读取HBase表数据写入HBase模板代码
需求:读取HBase当中一张表的数据,然后将数据写入到HBase当中的另外一张表当中去。
这里将myuser这张表当中f1列族的name和age字段写入到myuser2这张表的f1列族当中去
1Maven工程的pom.xml
<repositories>
<repository>
<id>cloudera</id>
<url>https://repository.cloudera.com/artifactory/cloudera-repos/</url>
</repository>
</repositories>
<dependencies>
<dependency>
<groupId>org.apache.hadoop</groupId>
<artifactId>hadoop-client</artifactId>
<version>2.6.0-mr1-cdh5.14.0</version>
</dependency>
<dependency>
<groupId>org.apache.hbase</groupId>
<artifactId>hbase-client</artifactId>
<version>1.2.0-cdh5.14.0</version>
</dependency>
<dependency>
<groupId>org.apache.hbase</groupId>
<artifactId>hbase-server</artifactId>
<version>1.2.0-cdh5.14.0</version>
</dependency>
</dependencies>
<build>
<plugins>
<plugin>
<groupId>org.apache.maven.plugins</groupId>
<artifactId>maven-compiler-plugin</artifactId>
<version>3.0</version>
<configuration>
<source>1.8</source>
<target>1.8</target>
<encoding>UTF-8</encoding>
<!--<verbal>true</verbal>-->
</configuration>
</plugin>
<plugin>
<groupId>org.apache.maven.plugins</groupId>
<artifactId>maven-shade-plugin</artifactId>
<version>2.2</version>
<executions>
<execution>
<phase>package</phase>
<goals>
<goal>shade</goal>
</goals>
<configuration>
<filters>
<filter>
<artifact>*:*</artifact>
<excludes>
<exclude>META-INF/*.SF</exclude>
<exclude>META-INF/*.DSA</exclude>
<exclude>META-INF/*/RSA</exclude>
</excludes>
</filter>
</filters>
</configuration>
</execution>
</executions>
</plugin>
</plugins>
</build>
2 TableMapper
org.apache.hadoop.hbase.mapreduce
Class TableMapper<KEYOUT,VALUEOUT>
java.lang.Object
org.apache.hadoop.mapreduce.Mapper<ImmutableBytesWritable,Result,KEYOUT,VALUEOUT>
org.apache.hadoop.hbase.mapreduce.TableMapper<KEYOUT,VALUEOUT>
Type Parameters:
KEYOUT - The type of the key.
VALUEOUT - The type of the value.
在自定义TableMapper时需要指定两个泛型,即K2和V2的数据类型。

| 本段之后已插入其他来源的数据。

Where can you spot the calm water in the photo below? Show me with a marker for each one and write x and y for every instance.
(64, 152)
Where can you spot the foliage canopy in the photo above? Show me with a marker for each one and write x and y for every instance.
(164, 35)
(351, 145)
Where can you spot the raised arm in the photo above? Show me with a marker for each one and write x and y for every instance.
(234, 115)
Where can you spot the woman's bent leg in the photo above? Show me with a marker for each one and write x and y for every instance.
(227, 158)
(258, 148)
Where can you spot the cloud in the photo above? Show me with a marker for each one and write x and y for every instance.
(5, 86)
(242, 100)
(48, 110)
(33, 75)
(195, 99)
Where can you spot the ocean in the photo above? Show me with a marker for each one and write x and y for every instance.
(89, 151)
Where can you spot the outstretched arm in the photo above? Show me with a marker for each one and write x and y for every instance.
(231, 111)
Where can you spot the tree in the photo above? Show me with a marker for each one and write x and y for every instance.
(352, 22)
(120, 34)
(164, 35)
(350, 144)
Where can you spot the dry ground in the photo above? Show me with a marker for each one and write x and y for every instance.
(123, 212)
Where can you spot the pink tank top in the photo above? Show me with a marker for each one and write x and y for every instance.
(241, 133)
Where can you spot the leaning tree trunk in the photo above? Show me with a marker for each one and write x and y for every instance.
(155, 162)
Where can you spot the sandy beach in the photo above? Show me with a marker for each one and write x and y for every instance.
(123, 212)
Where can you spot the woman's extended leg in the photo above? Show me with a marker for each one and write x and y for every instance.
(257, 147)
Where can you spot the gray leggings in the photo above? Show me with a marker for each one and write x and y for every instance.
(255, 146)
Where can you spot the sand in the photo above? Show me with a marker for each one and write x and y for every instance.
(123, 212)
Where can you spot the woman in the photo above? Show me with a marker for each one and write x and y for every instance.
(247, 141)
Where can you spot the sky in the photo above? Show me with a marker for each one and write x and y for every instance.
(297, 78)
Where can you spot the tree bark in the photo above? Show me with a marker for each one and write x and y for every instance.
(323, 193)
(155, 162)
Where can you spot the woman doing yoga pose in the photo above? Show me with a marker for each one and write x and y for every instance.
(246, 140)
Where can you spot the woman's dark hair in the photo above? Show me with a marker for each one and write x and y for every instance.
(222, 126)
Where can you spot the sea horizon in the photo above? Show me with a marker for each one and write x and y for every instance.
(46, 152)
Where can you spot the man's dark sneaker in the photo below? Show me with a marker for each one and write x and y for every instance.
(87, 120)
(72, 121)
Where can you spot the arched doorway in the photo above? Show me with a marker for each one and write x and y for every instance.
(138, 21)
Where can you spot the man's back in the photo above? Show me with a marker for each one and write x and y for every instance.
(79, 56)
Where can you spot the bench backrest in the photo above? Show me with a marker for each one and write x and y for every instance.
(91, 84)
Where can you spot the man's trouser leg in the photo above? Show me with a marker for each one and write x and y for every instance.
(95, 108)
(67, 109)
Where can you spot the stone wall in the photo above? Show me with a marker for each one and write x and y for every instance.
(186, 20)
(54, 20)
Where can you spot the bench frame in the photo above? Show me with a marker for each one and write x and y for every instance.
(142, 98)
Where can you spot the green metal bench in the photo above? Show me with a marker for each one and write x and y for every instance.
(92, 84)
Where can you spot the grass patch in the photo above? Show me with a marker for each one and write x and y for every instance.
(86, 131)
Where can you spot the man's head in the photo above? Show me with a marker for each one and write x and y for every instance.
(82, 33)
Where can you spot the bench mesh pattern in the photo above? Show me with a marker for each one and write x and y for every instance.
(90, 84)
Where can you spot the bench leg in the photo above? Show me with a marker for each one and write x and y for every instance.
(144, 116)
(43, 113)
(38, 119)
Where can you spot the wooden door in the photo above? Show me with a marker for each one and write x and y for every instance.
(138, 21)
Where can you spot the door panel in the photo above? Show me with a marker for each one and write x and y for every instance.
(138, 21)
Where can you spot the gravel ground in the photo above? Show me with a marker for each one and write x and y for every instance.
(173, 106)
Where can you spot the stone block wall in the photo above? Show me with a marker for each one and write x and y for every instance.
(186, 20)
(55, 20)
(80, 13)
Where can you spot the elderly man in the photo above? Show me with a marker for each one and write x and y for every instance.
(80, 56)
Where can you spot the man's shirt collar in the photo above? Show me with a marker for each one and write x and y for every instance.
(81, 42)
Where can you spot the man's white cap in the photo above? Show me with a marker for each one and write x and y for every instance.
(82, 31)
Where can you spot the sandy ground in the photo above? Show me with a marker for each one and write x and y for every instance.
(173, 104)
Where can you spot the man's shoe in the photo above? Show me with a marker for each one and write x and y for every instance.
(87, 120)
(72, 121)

K1默认为ImmutableBytesWritable即行键(从hbase中读取到是字节数组),V2默认为Result类型,也就是说一行可能会Get到多个列,这和Hbase的按列存储的存储方式相同,通过Mapper获取到表的数据可以看成在hbase shell中scan得到的结果是类似的,可以说普通的Mapper会对每个kv对调用一次map()函数,而TableMapper是对每列调用一次map()函数(k为行键,v为单元格)
2.1 ImmutableBytesWritable
org.apache.hadoop.hbase.io
Class ImmutableBytesWritable
java.lang.Object
org.apache.hadoop.hbase.io.ImmutableBytesWritable
A byte sequence that is usable as a key or value. Based on BytesWritable
only this class is NOT resizable and DOES NOT distinguish between the size of the sequence and the current capacity as BytesWritable
does. Hence its comparatively ‘immutable’. When creating a new instance of this class, the underlying byte [] is not copied, just referenced. The backing buffer is accessed when we go to serialize.
有道翻译
可用作键或值的字节序列。基于’ BytesWritable ‘,只有这个类是不能调整大小的,并且不能像’ BytesWritable '那样区分序列的大小和当前容量。因此它相对来说是“不可变的”。在创建这个类的新实例时,不会复制底层字节[],只会引用它。当我们进行序列化时,会访问备份缓冲区。
2.2 Result
org.apache.hadoop.hbase.client
Class Result
java.lang.Object
org.apache.hadoop.hbase.client.Result
Single row result of a Get or Scan query.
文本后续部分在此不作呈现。